Dad: Oh come on it’s not that bad
Child: MUUUM!
Dad: (You little prick) Hey hun..
It’s Facebook’s 10th birthday today. Let’s all click “Maybe” on the event invite and then not show up.
*rocks out at concert*
*holds up lighter*
*millennials scream*
*mass chaos, crying*
*I’m tackled*
*one old guy high-fives me as I go down*
Happy 10th birthday to your dating profile pic.
jigsaw: I have injected you with a deadly poison
me [sitting in a chair]: OMG
jigsaw: if you want to live the antidote is on the other side of the room
me: I don’t understand, I’m not tied up?
jigsaw: *places sleeping kitten on my lap*
me: goodbye cruel world
Just because someone smiles a lot doesn’t mean they’re nice. Take alligators for example.

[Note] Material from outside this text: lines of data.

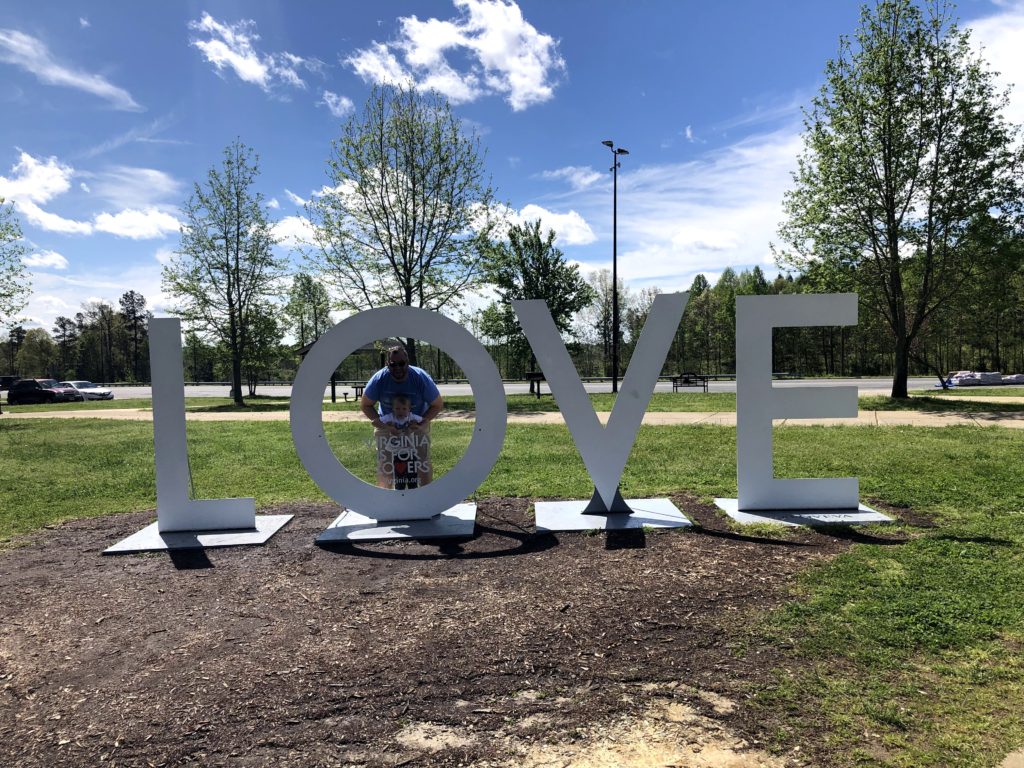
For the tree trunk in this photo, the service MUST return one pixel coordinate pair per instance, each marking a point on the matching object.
(411, 351)
(901, 366)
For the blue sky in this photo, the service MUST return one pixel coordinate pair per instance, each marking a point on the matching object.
(111, 111)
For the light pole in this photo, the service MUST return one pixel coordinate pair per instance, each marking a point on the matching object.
(615, 152)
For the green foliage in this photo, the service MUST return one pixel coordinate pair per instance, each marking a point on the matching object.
(13, 279)
(529, 266)
(224, 268)
(906, 156)
(38, 354)
(308, 309)
(407, 213)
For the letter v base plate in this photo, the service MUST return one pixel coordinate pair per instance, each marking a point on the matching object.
(656, 513)
(151, 540)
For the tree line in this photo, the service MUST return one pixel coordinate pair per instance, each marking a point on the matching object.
(909, 190)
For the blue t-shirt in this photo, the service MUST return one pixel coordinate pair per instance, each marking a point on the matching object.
(417, 384)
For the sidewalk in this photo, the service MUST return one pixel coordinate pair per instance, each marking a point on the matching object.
(721, 418)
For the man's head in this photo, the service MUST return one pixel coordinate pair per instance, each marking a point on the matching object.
(400, 407)
(397, 363)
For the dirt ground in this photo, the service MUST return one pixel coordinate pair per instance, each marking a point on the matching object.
(507, 649)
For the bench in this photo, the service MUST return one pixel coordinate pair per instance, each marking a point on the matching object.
(689, 380)
(536, 376)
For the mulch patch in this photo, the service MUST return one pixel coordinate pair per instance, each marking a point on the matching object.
(292, 654)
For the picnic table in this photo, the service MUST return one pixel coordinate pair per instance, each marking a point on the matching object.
(538, 377)
(680, 381)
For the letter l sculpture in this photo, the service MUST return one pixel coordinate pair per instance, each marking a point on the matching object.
(183, 522)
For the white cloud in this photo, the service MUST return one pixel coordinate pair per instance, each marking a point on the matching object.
(570, 228)
(46, 260)
(998, 37)
(506, 55)
(292, 231)
(141, 134)
(127, 186)
(338, 105)
(137, 224)
(378, 65)
(34, 180)
(720, 210)
(579, 177)
(62, 294)
(32, 55)
(51, 222)
(231, 46)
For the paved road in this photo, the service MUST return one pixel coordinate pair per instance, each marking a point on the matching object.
(865, 386)
(1013, 420)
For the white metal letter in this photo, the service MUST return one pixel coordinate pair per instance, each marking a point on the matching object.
(758, 401)
(307, 422)
(175, 511)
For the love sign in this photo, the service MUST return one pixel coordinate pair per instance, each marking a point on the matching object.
(603, 449)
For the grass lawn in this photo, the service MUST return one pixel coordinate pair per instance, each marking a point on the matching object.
(905, 654)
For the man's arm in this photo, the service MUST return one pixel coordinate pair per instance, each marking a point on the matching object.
(369, 409)
(435, 408)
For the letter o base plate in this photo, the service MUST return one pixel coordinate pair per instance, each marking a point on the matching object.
(456, 522)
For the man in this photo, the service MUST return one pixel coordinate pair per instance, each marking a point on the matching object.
(426, 401)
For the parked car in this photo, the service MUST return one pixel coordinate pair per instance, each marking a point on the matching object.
(89, 390)
(27, 391)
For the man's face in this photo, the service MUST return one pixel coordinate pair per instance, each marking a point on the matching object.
(398, 366)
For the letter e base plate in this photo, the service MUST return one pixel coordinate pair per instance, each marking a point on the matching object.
(456, 522)
(151, 540)
(657, 513)
(812, 517)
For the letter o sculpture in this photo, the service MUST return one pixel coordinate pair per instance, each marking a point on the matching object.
(307, 414)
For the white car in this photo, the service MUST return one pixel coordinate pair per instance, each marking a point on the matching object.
(89, 390)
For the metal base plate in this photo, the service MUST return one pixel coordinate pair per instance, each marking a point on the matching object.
(151, 540)
(813, 517)
(658, 513)
(457, 521)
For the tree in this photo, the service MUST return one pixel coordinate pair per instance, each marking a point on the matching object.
(135, 318)
(529, 266)
(264, 337)
(37, 354)
(308, 308)
(66, 335)
(905, 152)
(15, 337)
(225, 268)
(407, 214)
(598, 314)
(13, 281)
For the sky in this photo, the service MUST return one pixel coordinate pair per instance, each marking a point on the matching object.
(111, 112)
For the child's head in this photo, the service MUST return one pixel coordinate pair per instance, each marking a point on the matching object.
(400, 407)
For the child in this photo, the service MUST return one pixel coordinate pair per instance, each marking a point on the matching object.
(401, 416)
(399, 450)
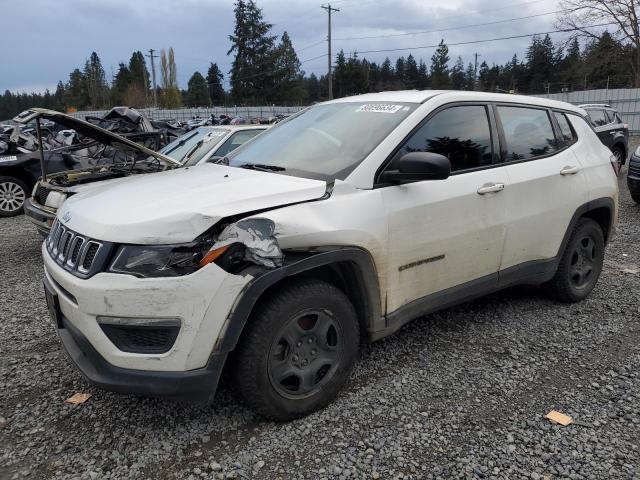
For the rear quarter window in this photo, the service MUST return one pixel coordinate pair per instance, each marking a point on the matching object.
(568, 135)
(528, 132)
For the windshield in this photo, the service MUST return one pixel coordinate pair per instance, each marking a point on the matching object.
(191, 147)
(326, 141)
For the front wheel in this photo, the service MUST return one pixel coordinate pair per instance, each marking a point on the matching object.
(618, 152)
(297, 350)
(581, 263)
(13, 193)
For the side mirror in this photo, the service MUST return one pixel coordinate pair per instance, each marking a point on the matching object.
(416, 166)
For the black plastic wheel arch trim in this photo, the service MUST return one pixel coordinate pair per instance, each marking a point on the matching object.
(296, 263)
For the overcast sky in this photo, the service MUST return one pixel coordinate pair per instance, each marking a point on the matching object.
(44, 40)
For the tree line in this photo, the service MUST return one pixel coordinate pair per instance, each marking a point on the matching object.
(267, 70)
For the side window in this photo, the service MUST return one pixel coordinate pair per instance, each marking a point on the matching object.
(528, 132)
(598, 117)
(565, 128)
(461, 134)
(235, 140)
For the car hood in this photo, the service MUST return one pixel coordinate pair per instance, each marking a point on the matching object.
(91, 131)
(178, 205)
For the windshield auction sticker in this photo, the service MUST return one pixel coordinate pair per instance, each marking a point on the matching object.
(379, 108)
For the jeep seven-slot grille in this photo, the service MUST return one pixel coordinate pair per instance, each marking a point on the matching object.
(80, 255)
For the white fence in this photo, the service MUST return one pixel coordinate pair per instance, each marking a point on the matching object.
(184, 114)
(625, 100)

Boss: Stop putting fake teeth marks in the urinal cakes. You’re freaking out the customers.
Me: Fake?
H: Gross! Stop peeing in the shower!
Me: Why? Everybody pees in the shower.
H: Yeah but you’re not in it right now, I am.
I once dated a woman that said I used to much garlic and I got rid of that vampire right quick
dentist: so, are you flossing?
me: are you using a unique password for every account?
Spoiler alert: Doctor Strange could not become a Sorcerer Supreme until he learned to like sour cream.